The fact that they are the only alternative to the lacklustre mob presently in power is not attractive at all.
Let’s face it: the record of successive Labor and Liberal governments on anything to do with technology has been woeful. If it wasn’t so serious, it would
be farcical. Witness the present Minister for Communications, Richard Alston’s
pronunciations on virtually anything to do with telecommunications, the ABC,
Pay TV, free-to-air TV and Digital TV, data-casting, Internet gambling or whatever and you have to wonder who is advising him. But the really sad part about
the nonsense he spouts for most of the time is that there is apparently no-one in
Parliament who can step up and say, “What a load of rubbish!”
As to Mr Beasley’s wish to double Australia’s research & development by 2010,
let’s hope he’s not proposing a return to the old 150% R&D grants. We’ve been
there and done that. Even if the Labor Party is genuine about it, you can depend
on the Australian Taxation Office and the “devil in the detail” of the resulting
law to rip back most of the benefits. Several years into the program, the ATO will
subsequently back assess companies and tell them “that they didn’t qualify after
all and they now need to pay huge back taxes”. It happened to Silicon Chip Publi
cations Pty Ltd and I dare say it happened to many other companies.
No, if any company wants to develop new products or services, it had better
do it without the expectation of Government assistance. That way, there will be
no need to meet arbitrary and stultifying bureaucratic guidelines and no need to
wait forever for assistance or grants that might or might not eventuate. It is far
better to get in and do it while the opportunity exists.

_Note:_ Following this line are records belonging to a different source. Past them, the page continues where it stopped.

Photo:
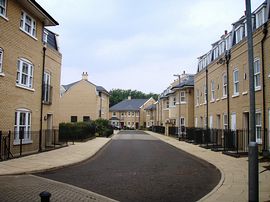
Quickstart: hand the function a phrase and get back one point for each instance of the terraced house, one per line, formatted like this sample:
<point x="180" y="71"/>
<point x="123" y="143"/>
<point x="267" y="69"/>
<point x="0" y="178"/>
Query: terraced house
<point x="82" y="101"/>
<point x="130" y="113"/>
<point x="30" y="66"/>
<point x="175" y="106"/>
<point x="222" y="84"/>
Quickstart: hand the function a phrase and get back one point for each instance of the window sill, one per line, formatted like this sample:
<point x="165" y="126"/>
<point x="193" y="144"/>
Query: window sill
<point x="17" y="142"/>
<point x="26" y="88"/>
<point x="28" y="34"/>
<point x="235" y="95"/>
<point x="5" y="18"/>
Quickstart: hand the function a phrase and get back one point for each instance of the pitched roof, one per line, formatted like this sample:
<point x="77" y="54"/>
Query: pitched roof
<point x="151" y="107"/>
<point x="129" y="105"/>
<point x="98" y="88"/>
<point x="189" y="82"/>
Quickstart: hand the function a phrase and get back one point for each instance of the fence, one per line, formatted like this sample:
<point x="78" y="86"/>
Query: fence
<point x="159" y="129"/>
<point x="232" y="142"/>
<point x="20" y="143"/>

There are lots of Australian companies which are successfully developing
and producing products and services for local use and export. Let us wish them
Godspeed in their efforts. But let them do it without any government assistance
or interference.
If the Labour Party really wants to do something to help Australian industry do
better in IT and electronics manufacture, there’s no need to think about any form
of financial assistance. It can do it simply by getting rid of unnecessary legislation
and regulation. A particular example: get rid of the need for EMC (Electromagnetic
Compatibility) testing and C-tick registration for all electronic products sold in
this country. EMC regulations have not resulted in any apparent improvement
in most electronic products sold in this country and many of those with C-ticks
radiate more interference than ever.
Not only that, the present lack of enforcement of EMC standards is unfair to
those Australian companies which do everything by the book and produce products which fully comply.
Worse, the cost of EMC testing stops many small Australian companies from
ever developing products they can sell locally - they will never get to the stage
where they can export.
If the Liberal Party feel like improving their chances of winning the next election, they are free to take up the idea, as well. They might even get my vote. And
can we have a replacement for Richard Alston?